This guide will take you through the steps involved in running dblink on a small test data set. To make the guide accessible, we assume that you're running dblink on your local machine. Of course, in practical applications you'll likely want to run dblink on a cluster. We'll provide some pointers for this option as we go along.
The following two steps require that Java 8+ is installed on your system. To check whether it is installed on a macOS or Linux system, run the command
$ java -version
You should see a version number of the form 8.x (or equivalently 1.8.x). Installation instructions for Oracle JDK on Windows, macOS and Linux are available here.
Note: As of April 2019, the licensing terms of the Oracle JDK have changed. We recommend using an open source alternative such as the OpenJDK. Packages are available in many Linux distributions. Instructions for macOS are available here.
Since dblink is implemented as a Spark application, you'll need access to a Spark cluster in order to run it. Setting up a Spark cluster from scratch can be quite involved and is beyond the scope of this guide. We refer interested readers to the Spark documentation, which discusses various deployment options. An easier route for most users is to use a preconfigured Spark cluster available through public cloud providers, such as Amazon EMR, Azure HDInsight, and Google Cloud Dataproc. In this guide, we take an even simpler approach: we'll run Spark in pseudocluster mode on your local machine. This is fine for testing purposes or for small data sets.
We'll now take you through detailed instructions for setting up Spark in pseudocluster mode on a macOS or Linux system.
First, download the prebuilt 2.3.1 release from the Spark release archive.
$ wget https://archive.apache.org/dist/spark/spark-2.4.5/spark-2.4.5-bin-hadoop2.7.tgz
then extract the archive.
$ tar -xvf spark-2.4.5-bin-hadoop2.7.tgz
Move the Spark folder to /opt
and create a symbolic link so that you can
easily switch to another version in the future.
$ sudo mv spark-2.4.5-bin-hadoop2.7 /opt
$ sudo ln -s /opt/spark-2.4.5-bin-hadoop2.7/ /opt/spark
Define the SPARK_HOME
variable and add the Spark binaries to your PATH
.
The way that this is done depends on your operating system and/or shell.
Assuming enviornment variables are defined in ~/.profile
, you can
run the following commands:
$ echo 'export SPARK_HOME=/opt/spark' >> ~/.profile
$ echo 'export PATH=$PATH:$SPARK_HOME/bin' >> ~/.profile
After appending these two lines, run the following command to update your path for the current session.
$ source ~/.profile
Notes:
- If using Bash on Debian, Fedora or RHEL derivatives, environment
variables are typically defined in
~/.bash_profile
rather than~/.profile
- If using ZSH, environment variables are typically defined in
~/.zprofile
- You can check which shell you're using by running
echo $SHELL
In this step you'll obtain the dblink fat JAR, which has file name
dblink-assembly-0.2.0.jar
.
It contains all of the class files and resources for dblink, packed together
with any dependencies.
There are two options:
- (Recommended) Download a prebuilt JAR from here.
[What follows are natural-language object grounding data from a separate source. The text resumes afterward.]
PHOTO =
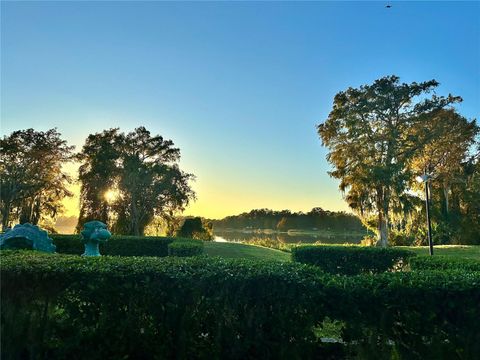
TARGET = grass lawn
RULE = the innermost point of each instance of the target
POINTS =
(461, 251)
(233, 250)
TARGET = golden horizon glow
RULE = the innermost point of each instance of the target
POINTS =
(216, 200)
(111, 195)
This has been built against Spark 2.4.5 and is not guaranteed to work with other versions of Spark.
- Build the fat JAR file from source as explained in the section below.
The build tool used for dblink is called sbt. You'll need to install sbt on your system. Instructions are available for Windows, macOS and Linux in the sbt. We give alternative installtion in the second set of instructions for those using bash on MacOS. documentation
On macOS or Linux, you can verify that sbt is installed correctly by running.
$ sbt about
Once you've successfully installed sbt, get the dblink source code from GitHub:
$ git clone https://github.com/cleanzr/dblink.git
then change into the dblink directory and build the package
$ cd dblink
$ sbt assembly
This should produce a fat JAR at ./target/scala-2.11/dblink-assembly-0.2.0.jar
.
Note: IntelliJ IDEA can also be used to build the fat JAR. It is arguably more user-friendly as it has a GUI and users can avoid installing sbt.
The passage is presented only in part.